Owen: Putting all the mechanicals in a container is a great idea. As I was reading I figured out right away the ease of taking it with you if you ever move. Can’t say that for any other house. And like you say, everything is easy for the electricians, plumbers and heating guys. Plus, it’s easy to lock up if you’re gone. There’s even decent potential in selling units like this.

The closest thing I’ve seen is a pre-built plumbing/electrical kitchen and bath unit. You’ve bumped up this basic idea several fold. It reminds me of data centers that are designed for deployment to remote areas of the world. Everything is self contained in a container, even the generator, air conditioner, Internet, etc. Hmm- what about a backup generator, pump/water purifiers and/or other redundant systems?


Comments

10’ Container for Mechanical Systems — 13 Comments

  1. Juergen

    It is metal. just paint it with aluminum colored paint. That will reflect most of the suns heat. Put in a fan if you want. You don’t live in it. it just contains things. I appreciate electrical systems don’t like heat but have a higher heat tolerance if not electronic or computer systems.

  2. Ron

    The container is only 10X10. Not that big and not that heavy. You want something that will hold up to abuse and be secure. It is what containers are built to do. You don’t want expensive systems in something you can get into with a can opener or fall apart easily. You want it built like a safe.

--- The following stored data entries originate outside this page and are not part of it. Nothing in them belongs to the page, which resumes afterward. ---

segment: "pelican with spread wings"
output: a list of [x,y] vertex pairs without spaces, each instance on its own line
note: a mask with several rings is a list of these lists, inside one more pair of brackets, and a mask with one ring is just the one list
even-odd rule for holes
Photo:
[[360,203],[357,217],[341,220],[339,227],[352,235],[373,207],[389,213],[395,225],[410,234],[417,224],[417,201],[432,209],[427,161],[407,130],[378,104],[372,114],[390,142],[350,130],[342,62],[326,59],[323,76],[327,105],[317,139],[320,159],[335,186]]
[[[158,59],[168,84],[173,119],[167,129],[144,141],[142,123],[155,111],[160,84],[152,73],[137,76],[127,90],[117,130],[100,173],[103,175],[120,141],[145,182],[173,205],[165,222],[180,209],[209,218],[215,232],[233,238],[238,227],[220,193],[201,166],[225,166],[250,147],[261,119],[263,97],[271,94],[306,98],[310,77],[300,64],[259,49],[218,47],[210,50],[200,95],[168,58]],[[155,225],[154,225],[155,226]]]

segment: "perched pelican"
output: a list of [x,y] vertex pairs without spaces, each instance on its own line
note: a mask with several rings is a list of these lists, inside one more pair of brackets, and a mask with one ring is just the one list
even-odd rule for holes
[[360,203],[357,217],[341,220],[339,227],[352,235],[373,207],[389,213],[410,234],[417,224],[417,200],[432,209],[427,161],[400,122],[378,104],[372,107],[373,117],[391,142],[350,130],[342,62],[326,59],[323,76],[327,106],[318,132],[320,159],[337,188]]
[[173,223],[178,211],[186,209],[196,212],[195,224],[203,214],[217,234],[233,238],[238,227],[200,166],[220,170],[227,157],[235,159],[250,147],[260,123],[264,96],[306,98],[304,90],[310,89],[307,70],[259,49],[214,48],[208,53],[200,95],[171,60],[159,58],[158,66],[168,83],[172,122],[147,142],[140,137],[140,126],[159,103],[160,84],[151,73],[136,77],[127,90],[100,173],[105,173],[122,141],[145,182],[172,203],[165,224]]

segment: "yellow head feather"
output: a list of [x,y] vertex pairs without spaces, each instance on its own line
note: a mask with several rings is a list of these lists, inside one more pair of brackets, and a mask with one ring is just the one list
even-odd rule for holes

  3. From one of our readers:
    “This could apply to any house. Imagine a plug and play where you plug in your systems to another house. It would make capital expenses must easier justified to know it is not sinking money into a residence you know you will not keep for a long time. Retrofitting can get expensive quick. Imagine renting a house but supplying your own mechanicals would be much cheaper. For the property owner his maintenance and capital costs would go down immensely. Systems is where it can be expensive. Rent a shell not a house. I could see something in this area this becoming a trend in the future. I am good at spotting future trends before they become common. It is just second nature to me.”

    Owen: Brilliant. I agree. You can build a shell quite inexpensively with earthbags, adobe, pole building, straw bales, etc. The big money is in the mechanicals (also somewhat the roof, kitchen and bath). Buy the best mechanical system you can afford and take it with you whenever you move. I see this as a niche market with good potential. Think of all the people with cabins, vacation homes, first time buyers like young families, etc. that don’t want to put a lot of money into sunk mechanical costs. And like the reader above said, future maintenance/upgrades of the system would be far easier than ripping out walls, ductwork, etc. Plus, you’d face far fewer issues with code officials. That alone could save you thousands.

  4. Electrical systems don’t like heat. And inside a container it can get very, very hot if exposed to the sun. Therefore, you would need a “sun roof”, installed approx. 4-8 inch above the container to provide shadow.
    Something like this:
    http://www.denmansantafe.com/blog/wp-content/uploads/2011/10/Guest-House.jpg
    or this:
    http://media.treehugger.com/assets/images/2012/03/vissershok-3-photos-5.jpeg.492x0_q85_crop-smart.jpg
    or this:
    http://inhabitat.com/wp-content/blogs.dir/1/files/2012/03/SPACE-shipping-container-lead-537×387.jpg

  5. Don’t need a trailer. You CAN purchase 10′ ISBUs, that look just like their big brothers – the 40′ boxes I’m always making Owen crazy with. Then… simply use the twistlocks (located at each corner) as mounting points for either casters (think heavy machinery) or even a small wheeled trolley. We do it all the time.

  6. Not a bad idea but the container is heavy and a pain to move.I think it could be downsized and put on a small utility trailer.But i guess it depends on your needs and situation. I once thought of having a small building like this at two or more locations to move where i liked the weather.
    A portable home like a yurt or dome could fit inside also.If you look around people already sell things like this,some are military based or for emergencys.Hospital field units.Theyre all kinda pricey.